Four Things Your Kids Should Be Doing With Their Money
By Ric Edelman
Financial habits form early. Children learn by observing your behavior and then through their own experiences.
That’s why it’s important to make sure your children are treating money the right way. From allowances and birthday money to cash they earn babysitting or mowing lawns, here are four things your children should be doing with their money to help set them on a path to a lifetime of fiscal responsibility.
#1 Withhold some for taxes.
Children need to be taught from a very early age that they don’t get to keep everything they earn. Just as the government takes a third of your money in taxes, you should withhold one-third of your child’s allowance, birthday money or babysitting earnings. Call it a tax, and without the child knowing it, put that money into a savings or investment account.
Then, when your child is ready to buy a car or go to college, hand over the account. Not only will your child think you’re a wonderful person, they’ll learn the value of delayed gratification and long-term investing.

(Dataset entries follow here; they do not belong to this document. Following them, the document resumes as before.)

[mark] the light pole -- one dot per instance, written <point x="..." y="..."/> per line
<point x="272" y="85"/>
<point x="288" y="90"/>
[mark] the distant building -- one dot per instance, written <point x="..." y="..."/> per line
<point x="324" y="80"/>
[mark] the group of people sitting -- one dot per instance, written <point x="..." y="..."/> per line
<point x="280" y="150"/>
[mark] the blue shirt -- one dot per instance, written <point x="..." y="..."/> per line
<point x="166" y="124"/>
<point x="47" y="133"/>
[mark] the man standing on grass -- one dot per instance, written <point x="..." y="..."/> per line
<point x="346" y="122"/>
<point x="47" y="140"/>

#2 Let the child spend some.
The benefit of having money is the joy of spending it. Allow your child to buy candy or a small toy and let him or her learn the enjoyment that money can bring immediately.

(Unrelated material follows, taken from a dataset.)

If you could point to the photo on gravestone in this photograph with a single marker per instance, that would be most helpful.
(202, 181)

#3 Save some for a long-term goal.
To help show the benefit of delayed gratification, have your child put some money away for a big goal. It can be a bike, an iPod or a video game, or even a car or college. The important thing is that the child be trained to save long-term for big goals.
#4. Give some to charity.
Children need to be taught the opportunity that comes with having money also contains the responsibility and obligation to serve those who are less fortunate. For every dollar your child receives, decide on a portion that will go to philanthropy. The amount should be consistent and material to reflect true sacrifice and service. Let the child decide who receives the money, whether it’s a church, a charity or a friend in need.
Children need to be taught what money is really all about — taxes, immediate gratification, delayed gratification and philanthropy.
By teaching your kids these facts, you can help them form positive habits that will last their entire lives.